C. Defendant is not entitled to summary judgment on Plaintiff's Title VII retaliation claim.
In addition to raising its exhaustion argument as to Plaintiff's ADA and Texas Labor Code failure-to-accommodate claims, Defendant contends that Plaintiff's Title VII retaliation claim fails because he cannot establish that he engaged in a protected activity under Title VII. Notably, Defendant's argument is based as a matter of law on the pleadings, as opposed to an argument based on a lack of evidence on this point. Defendant argues that any retaliation against Plaintiff for his request for an accommodation on account of his disability is not protected activity within the meaning of Title VII, because disability status is not a protected class under Title VII.

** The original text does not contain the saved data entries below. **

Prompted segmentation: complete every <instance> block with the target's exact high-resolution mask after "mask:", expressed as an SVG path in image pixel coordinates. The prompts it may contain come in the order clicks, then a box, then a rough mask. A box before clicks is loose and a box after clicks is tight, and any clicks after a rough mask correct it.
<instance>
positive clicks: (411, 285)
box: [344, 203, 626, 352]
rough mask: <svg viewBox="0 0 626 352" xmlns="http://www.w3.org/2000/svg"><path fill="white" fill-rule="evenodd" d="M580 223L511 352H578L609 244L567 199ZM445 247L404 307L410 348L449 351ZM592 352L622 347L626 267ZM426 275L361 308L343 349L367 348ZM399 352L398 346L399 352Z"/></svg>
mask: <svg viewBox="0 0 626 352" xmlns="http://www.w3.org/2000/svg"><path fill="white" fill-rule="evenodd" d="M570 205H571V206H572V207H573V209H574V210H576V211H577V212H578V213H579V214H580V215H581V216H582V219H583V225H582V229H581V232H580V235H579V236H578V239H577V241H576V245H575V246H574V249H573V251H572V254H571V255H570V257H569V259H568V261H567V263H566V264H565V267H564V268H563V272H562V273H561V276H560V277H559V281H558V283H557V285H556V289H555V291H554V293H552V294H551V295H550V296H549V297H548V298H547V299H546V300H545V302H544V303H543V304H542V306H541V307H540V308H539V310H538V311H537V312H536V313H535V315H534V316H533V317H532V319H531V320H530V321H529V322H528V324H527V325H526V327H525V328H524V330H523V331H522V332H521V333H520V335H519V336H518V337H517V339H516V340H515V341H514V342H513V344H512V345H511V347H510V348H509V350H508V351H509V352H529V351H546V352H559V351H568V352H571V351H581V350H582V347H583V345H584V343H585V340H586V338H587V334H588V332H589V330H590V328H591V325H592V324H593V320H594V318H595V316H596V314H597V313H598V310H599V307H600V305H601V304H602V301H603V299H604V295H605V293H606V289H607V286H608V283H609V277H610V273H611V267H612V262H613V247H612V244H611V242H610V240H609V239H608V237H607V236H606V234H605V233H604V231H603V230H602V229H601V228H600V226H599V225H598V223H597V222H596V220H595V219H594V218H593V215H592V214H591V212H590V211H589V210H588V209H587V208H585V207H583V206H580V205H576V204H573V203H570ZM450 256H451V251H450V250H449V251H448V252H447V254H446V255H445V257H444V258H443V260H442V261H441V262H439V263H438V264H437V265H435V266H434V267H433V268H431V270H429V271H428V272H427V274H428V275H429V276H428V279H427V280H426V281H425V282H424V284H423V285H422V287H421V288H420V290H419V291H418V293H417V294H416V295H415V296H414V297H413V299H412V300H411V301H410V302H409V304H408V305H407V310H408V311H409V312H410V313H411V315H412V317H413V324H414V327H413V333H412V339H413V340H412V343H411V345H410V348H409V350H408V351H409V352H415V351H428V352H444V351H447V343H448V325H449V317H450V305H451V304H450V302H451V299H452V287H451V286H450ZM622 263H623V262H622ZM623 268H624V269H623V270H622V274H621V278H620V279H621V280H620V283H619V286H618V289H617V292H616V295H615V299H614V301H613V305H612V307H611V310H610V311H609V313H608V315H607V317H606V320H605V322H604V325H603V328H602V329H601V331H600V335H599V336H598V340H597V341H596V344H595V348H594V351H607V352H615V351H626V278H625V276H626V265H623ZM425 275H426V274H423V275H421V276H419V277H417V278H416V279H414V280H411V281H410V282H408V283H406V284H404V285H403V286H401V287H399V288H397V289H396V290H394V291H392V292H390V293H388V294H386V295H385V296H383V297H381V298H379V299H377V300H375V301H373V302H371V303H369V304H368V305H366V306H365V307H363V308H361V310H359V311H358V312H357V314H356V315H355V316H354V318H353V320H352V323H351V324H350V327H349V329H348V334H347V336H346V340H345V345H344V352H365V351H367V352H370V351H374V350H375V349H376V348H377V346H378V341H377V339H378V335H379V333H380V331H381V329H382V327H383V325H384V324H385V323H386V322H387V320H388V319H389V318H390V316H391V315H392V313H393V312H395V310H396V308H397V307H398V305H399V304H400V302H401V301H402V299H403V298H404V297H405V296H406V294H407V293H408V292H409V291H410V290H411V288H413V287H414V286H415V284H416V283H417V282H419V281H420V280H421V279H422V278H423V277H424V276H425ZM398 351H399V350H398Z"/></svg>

True, a Title VII retaliation claim is only viable if a plaintiff shows that he engaged in conduct protected by Title VII. See 42 U.S.C. § 2000e-3(a). The only protected classes under Title VII are race, color, religion, sex, or national origin. See id. at §§ 2000e-2(a)(1), (2). And Defendant is correct that Plaintiff's Title VII retaliation cannot be predicated on any activity Plaintiff engaged in that was protected by the ADA, as opposed to Title VII.
But in addition to pleading that Defendant retaliated against him for engaging in ADA-protected activity, Plaintiff has also pleaded that Defendant retaliated against him because he reported race discrimination that he witnessed against other employees. (First Am. Pet. [#1], at 16, ¶ 58.) Complaints about race discrimination against coworkers qualifies as protected activity under Title VII. See Ackel v. Nat'l Commc 'ns, Inc., 339 F.3d 376, 385 (5th Cir. 2003).
Plaintiff filed a Charge of Discrimination with the Texas Workforce Commission and the EEOC on February 5, 2019. (Charge [#25] at 19-21.) In the Charge, Plaintiff checked the boxes associated with disability discrimination and retaliation. (Id. at 19.) His statement in the Charge describes the facts surrounding his alleged demotion due to his disability and also reports personally witnessing racial discrimination by Defendant against non-Caucasian employees. (Id. at 20.) In sum, Defendant has not established that it is entitled to summary judgment as to any of Plaintiffs claims.
V. Conclusion
Having considered Defendant's motion, Plaintiffs response, the summary judgment record, and governing law, IT IS HEREBY ORDERED that Defendant's Motion for Partial Summary Judgment [#25] is DENIED.